The fashion-political opinions against Western fashion industries catering to the social needs of Muslim women is grounded in a “colonial feminist” attitude that we need to teach others how to live. This attitude, “reduce[‘s] the diverse situations and attitudes of millions of Muslim women to a single item of clothing,” without considering the opportunity for self-expression possible within the hijab itself. To no surprise, the debate over the hijab is really another debate over women’s bodies, and their agency over it. Using fashion as a tool to exercise that control, Dolce and Gabanna, Uniqlo, and Nike have launched products and clothing lines that not only give Muslim women the ability to exercise that agency over their own body, but to engage in all activities as other women do.
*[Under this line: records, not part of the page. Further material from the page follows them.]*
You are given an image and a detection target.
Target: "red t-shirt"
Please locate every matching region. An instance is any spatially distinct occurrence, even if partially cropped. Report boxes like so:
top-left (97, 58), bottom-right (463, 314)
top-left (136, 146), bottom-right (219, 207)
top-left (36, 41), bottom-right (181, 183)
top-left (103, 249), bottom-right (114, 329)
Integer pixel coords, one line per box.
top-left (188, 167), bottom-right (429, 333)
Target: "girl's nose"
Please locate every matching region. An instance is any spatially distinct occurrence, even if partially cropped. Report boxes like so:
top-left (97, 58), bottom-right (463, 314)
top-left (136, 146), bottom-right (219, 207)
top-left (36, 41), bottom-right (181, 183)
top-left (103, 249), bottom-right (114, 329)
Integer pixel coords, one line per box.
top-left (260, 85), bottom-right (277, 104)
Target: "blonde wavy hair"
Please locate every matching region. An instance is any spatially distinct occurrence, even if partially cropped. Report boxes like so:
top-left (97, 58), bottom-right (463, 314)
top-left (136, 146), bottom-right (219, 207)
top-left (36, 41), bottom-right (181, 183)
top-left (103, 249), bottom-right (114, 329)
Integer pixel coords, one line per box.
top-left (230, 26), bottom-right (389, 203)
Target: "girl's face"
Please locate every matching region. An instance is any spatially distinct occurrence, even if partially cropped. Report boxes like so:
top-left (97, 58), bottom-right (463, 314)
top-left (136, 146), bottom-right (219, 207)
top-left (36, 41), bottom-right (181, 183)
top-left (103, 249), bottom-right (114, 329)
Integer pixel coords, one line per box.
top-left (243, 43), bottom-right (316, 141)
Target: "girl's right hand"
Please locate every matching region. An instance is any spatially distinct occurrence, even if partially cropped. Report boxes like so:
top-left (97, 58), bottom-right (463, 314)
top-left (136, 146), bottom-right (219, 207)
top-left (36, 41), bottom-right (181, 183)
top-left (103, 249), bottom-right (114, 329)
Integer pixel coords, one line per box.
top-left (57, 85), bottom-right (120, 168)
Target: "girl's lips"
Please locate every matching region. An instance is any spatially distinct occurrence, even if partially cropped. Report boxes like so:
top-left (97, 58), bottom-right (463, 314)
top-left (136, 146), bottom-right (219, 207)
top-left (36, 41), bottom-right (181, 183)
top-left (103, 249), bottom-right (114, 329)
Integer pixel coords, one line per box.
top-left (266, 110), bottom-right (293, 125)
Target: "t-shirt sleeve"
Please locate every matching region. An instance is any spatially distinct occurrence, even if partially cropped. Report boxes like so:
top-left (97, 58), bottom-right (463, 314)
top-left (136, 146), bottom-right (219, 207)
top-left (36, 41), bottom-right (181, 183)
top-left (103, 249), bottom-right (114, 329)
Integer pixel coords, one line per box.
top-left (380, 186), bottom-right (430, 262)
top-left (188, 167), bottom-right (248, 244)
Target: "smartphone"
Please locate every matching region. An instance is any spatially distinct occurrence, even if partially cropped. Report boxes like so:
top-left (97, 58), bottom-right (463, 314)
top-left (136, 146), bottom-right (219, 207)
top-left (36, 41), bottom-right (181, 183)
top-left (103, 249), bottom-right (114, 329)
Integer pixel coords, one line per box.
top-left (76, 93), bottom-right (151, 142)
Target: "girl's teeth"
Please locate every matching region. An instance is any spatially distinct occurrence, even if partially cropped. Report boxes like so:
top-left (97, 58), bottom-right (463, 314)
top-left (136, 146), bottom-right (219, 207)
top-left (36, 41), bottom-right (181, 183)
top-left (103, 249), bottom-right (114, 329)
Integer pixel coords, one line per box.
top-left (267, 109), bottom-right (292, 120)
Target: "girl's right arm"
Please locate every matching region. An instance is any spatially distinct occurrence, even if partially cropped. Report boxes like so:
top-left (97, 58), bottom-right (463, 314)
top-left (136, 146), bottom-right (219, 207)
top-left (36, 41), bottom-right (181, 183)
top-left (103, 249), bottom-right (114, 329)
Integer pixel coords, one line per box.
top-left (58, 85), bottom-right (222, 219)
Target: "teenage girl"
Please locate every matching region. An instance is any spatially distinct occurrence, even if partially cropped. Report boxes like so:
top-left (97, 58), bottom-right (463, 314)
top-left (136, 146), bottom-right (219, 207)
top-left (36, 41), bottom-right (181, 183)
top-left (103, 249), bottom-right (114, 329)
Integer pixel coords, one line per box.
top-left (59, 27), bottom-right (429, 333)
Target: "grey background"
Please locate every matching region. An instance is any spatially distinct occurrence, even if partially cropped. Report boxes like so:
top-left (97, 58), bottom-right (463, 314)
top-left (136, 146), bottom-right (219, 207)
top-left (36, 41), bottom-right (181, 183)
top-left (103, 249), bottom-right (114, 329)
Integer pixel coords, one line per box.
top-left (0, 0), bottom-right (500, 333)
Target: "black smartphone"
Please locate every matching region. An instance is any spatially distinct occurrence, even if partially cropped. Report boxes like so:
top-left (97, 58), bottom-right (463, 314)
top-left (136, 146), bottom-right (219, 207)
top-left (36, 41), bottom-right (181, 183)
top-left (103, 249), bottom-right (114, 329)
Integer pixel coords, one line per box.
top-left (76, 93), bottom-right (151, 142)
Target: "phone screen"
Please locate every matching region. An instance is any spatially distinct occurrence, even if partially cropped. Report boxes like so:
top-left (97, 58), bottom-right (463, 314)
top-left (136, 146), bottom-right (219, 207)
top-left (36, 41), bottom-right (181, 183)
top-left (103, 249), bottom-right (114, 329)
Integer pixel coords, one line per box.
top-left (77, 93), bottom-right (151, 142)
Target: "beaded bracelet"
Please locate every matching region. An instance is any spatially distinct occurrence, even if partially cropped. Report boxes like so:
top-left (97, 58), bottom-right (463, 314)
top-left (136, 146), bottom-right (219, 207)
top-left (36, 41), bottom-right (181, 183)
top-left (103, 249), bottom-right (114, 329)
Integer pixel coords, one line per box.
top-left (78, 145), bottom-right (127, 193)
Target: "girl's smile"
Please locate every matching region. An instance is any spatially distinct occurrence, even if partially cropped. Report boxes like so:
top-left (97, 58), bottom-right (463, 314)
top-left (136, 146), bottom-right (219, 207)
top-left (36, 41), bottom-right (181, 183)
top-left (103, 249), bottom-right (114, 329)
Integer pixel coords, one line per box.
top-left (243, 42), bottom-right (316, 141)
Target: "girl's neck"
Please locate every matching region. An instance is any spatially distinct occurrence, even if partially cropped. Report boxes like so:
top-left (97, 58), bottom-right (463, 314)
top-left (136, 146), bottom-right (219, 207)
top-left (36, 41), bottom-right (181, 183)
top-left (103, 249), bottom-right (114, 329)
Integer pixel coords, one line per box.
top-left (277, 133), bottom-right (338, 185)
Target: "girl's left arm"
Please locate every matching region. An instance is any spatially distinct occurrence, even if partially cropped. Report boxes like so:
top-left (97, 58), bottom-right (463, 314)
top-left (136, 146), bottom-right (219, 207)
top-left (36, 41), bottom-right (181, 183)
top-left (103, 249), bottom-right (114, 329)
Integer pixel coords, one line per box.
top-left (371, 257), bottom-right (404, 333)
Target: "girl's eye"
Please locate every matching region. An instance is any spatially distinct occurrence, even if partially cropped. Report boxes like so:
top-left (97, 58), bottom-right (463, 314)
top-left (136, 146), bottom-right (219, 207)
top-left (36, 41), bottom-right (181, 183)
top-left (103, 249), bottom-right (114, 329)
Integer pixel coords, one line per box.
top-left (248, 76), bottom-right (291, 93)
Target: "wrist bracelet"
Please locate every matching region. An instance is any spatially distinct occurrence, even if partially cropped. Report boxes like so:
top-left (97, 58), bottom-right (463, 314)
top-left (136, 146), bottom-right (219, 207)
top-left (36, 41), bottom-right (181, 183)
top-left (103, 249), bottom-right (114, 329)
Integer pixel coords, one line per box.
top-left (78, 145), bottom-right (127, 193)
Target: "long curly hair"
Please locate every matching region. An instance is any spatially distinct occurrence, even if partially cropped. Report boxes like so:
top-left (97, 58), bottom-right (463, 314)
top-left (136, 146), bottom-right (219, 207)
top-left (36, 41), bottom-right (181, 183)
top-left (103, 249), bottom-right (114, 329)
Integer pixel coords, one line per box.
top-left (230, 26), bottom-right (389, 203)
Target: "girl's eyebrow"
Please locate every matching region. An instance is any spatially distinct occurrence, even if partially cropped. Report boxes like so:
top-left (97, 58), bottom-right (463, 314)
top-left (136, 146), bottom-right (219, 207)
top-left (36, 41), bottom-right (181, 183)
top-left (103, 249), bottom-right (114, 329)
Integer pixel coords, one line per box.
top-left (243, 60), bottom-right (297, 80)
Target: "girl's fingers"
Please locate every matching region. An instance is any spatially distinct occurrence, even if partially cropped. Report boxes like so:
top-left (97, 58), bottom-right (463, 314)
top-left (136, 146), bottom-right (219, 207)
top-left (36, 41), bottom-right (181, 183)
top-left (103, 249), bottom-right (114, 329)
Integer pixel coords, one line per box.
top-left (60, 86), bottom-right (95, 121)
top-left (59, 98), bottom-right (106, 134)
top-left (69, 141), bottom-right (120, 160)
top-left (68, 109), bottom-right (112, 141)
However, this shift in the western fashion markets catering to fashion desires of Muslim women fans the flames of a fundamental paradigm struggle currently happening in the Muslim countries all around the world. Shelina Janmohamed, author of Love In A Headscarf, describes this tension:

“Today's fashion industry is about consumerism and objectification - buy, buy, buy and be judged by what you wear. Muslim fashion is teetering between asserting a Muslim woman's right to be beautiful and well-turned out, and buying more stuff than you need, and being judged by your clothes - both of which are the opposite of Islamic values. Modesty isn't just how you look, it's what you purchase and what you waste....it might be liberating for the Muslim women purchasing these fashions on the high street, but how liberating is it for the Muslim women who made them in the sweatshops in Bangladesh and elsewhere?"
Nike Muslim women's sportswear, 2018. Source
Turning to third-year Social Anthropology student at SOAS (the School of Oriental and African Studies in London) Sabah Haneen Choudhry, she asks,
“Why is the hijab ‘acceptable’ only when it's appropriated and managed by major [Western] corporations? ... Why can't Muslim women decide the parameters of their Islamic identity and sexual morality, without facing harsh scrutiny from within and outside the 'imagined' Muslim community?"
"Legitimizing" hijabs in the Western world by western high fashion companies not only looks badly on the companies who expand their markets with the intention of monetary gain, but it also reflects badly on western museums who only now are exploring Muslim fashion. It should not have taken a high fashion Italian clothing designer and several other internationally known clothing companies to motivate western museums into exploring fashion from the Islamic world. It begs the question: what other contemporary cultures are being under-represented in museums globally, and what can be done to present these cultures without exorcising them? As gatekeepers, caregivers, and presenters of arts and culture, museums have a responsibility to provide equal opportunity to represent all angles of cultural identity.